Verblüffend viele Mitarbeiter des ÖRR in Deutschland scheinen das System ähnlich kritisch zu sehen wie eine wachsende Zahl der Zwangsgebührenzahler. Doch die wirtschaftliche Abhängigkeit von ARD, ZDF und Deutschlandradio führt zum Wegducken.

„Der ‚Faktenfinder‘ der ‚Tagesschau‘ ist für mich ein guter Indikator dafür, welches Narrativ gerade wieder hochgehalten werden muss. Die von Herrn Gensing, Chef vom ‚Faktenfinder‘, in seinen Artikeln benutzten Links sind nach meinen Recherchen zum sehr großen Teil Referenzen auf eigene Artikel. Verweise auf externe Quellen habe ich bei ihm eher selten gefunden. (…) Es gibt in Deutschland zwar kein Wahrheitsministerium; aber es gibt den ‚Faktenfinder‘ der ‚Tagesschau‘, der für mein Gefühl ähnliche Aufgaben wahrnimmt.“ (Richard Petersen, Ingenieur beim NDR)

Und auch hier ist es wie überall: Mutig sind vor allem die, die nichts mehr zu verlieren haben.

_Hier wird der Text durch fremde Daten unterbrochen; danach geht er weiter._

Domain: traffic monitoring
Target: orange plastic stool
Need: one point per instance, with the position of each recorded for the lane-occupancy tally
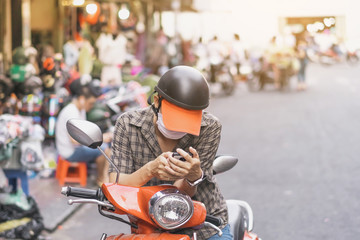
(71, 172)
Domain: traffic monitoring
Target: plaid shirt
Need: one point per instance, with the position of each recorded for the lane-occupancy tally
(135, 143)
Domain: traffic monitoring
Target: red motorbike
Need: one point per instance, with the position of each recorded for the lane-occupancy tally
(154, 212)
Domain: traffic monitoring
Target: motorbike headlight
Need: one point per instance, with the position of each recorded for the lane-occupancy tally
(170, 208)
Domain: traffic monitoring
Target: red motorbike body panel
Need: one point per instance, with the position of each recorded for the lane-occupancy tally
(153, 236)
(134, 201)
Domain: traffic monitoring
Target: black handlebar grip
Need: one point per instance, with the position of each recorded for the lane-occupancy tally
(214, 220)
(80, 192)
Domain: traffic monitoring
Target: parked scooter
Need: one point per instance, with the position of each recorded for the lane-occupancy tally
(154, 212)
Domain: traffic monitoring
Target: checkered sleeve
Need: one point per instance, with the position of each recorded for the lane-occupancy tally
(121, 151)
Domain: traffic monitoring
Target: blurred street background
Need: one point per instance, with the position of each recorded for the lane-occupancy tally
(284, 82)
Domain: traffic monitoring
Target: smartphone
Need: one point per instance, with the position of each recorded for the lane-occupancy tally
(179, 157)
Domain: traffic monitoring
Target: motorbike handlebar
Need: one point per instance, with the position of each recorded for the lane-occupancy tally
(80, 192)
(214, 220)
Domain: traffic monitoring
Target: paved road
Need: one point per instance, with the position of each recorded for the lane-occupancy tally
(299, 156)
(298, 160)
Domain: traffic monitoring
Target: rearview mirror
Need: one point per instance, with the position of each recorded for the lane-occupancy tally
(224, 163)
(85, 132)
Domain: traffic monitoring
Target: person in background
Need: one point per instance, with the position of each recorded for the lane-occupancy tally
(237, 54)
(84, 99)
(145, 139)
(301, 55)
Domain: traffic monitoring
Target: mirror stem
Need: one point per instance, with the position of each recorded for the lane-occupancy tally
(109, 160)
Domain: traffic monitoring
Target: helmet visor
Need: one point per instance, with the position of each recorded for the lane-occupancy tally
(181, 120)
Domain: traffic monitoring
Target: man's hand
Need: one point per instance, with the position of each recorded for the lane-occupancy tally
(189, 169)
(107, 137)
(158, 168)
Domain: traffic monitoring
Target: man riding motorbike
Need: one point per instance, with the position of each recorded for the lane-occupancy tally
(145, 140)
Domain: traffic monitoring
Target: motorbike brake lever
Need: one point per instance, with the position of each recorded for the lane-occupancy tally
(107, 205)
(214, 227)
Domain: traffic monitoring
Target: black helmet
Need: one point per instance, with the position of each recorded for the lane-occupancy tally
(185, 87)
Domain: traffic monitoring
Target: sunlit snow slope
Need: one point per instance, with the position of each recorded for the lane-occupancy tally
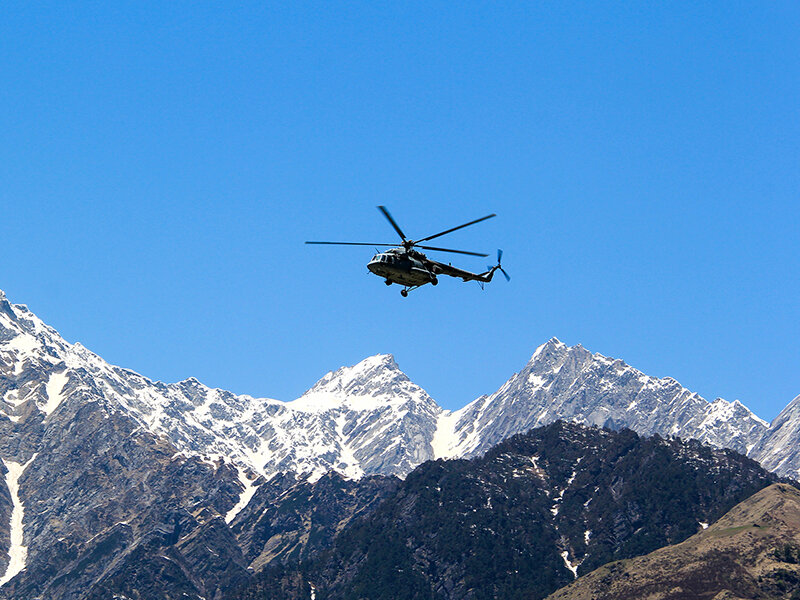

Vor allem langgediente – also faktisch unkündbare – oder ehemalige ÖRR-Mitarbeiter geben sich mit ihrer Kritik auch zu erkennen. Aktive Karriere-Interessen und offene Meinungsäußerung vertragen sich in den Anstalten offenbar nicht.

„Es braucht also in meinen Augen nur ein paar Leitwölfe in einer Redaktion, die die mutmaßliche ‚Blatt- oder Senderlinie‘ verinnerlicht haben. Ich persönlich könnte mir vorstellen, dass sie womöglich gewissen Anreizen erliegen, und wenn das nur die internen Lorbeeren, die Anerkennung im Team oder ihrer Chefin sind. Am wirksamsten scheint es mir zu sein, wenn diese Leitwölfe dann Journalistenpreise gewinnen. Daran sehen alle: Wenn Du zum Beispiel einen Beitrag ‚gegen rechte Tendenzen‘ oder ‚gegen Rassismus‘ machst, dann steigst Du im Ansehen und kommst in Deiner Laufbahn als Berichterstatter nach vorn.“ (Katrin Seibold, Ex-Mitarbeiterin ZDF und 3sat)

Keiner der Initiatoren und Unterzeichner des Manifests, mit denen TE gesprochen, lässt am Führungspersonal des ÖRR ein gutes Haar. In der Gesamtschau entsteht das Bild einer mit Zwangsgebühren gemästeten Clique von rückgratlosen Karrieristen: Fahrradfahrer, die nach oben – also zur Politik – buckeln und nach unten – also zu den Mitarbeitern, die eigentlich das Programm machen – treten.

„Ein erster Ansatz, um die (…) Missstände im öffentlich-rechtlichen System zu beseitigen, könnte es in meinen Augen sein, die Regierungsnähe verschiedener Führungskräfte zu beleuchten und vor allen Dingen auch die festgewachsenen Hierarchien in den Anstalten aufzulösen. Diese scheinen mir in erster Linie dem reinen Selbsterhalt zu dienen und daneben die freie Entfaltung von Meinungsvielfalt, offener Diskussionskultur und echter Pluralität von Lebenswirklichkeiten zu verhindern. Der Auftrag des öffentlich-rechtlichen Rundfunks heißt meines Wissens weder Erziehung noch Steuerung seiner Nutzer, und schon gar nicht lautet er, persönliche Weltanschauungen und Abhängigkeiten Einzelner zur Triebfeder der Arbeit von vielen zu machen.“ (Anonymous, Mitarbeiter einer ARD-Anstalt)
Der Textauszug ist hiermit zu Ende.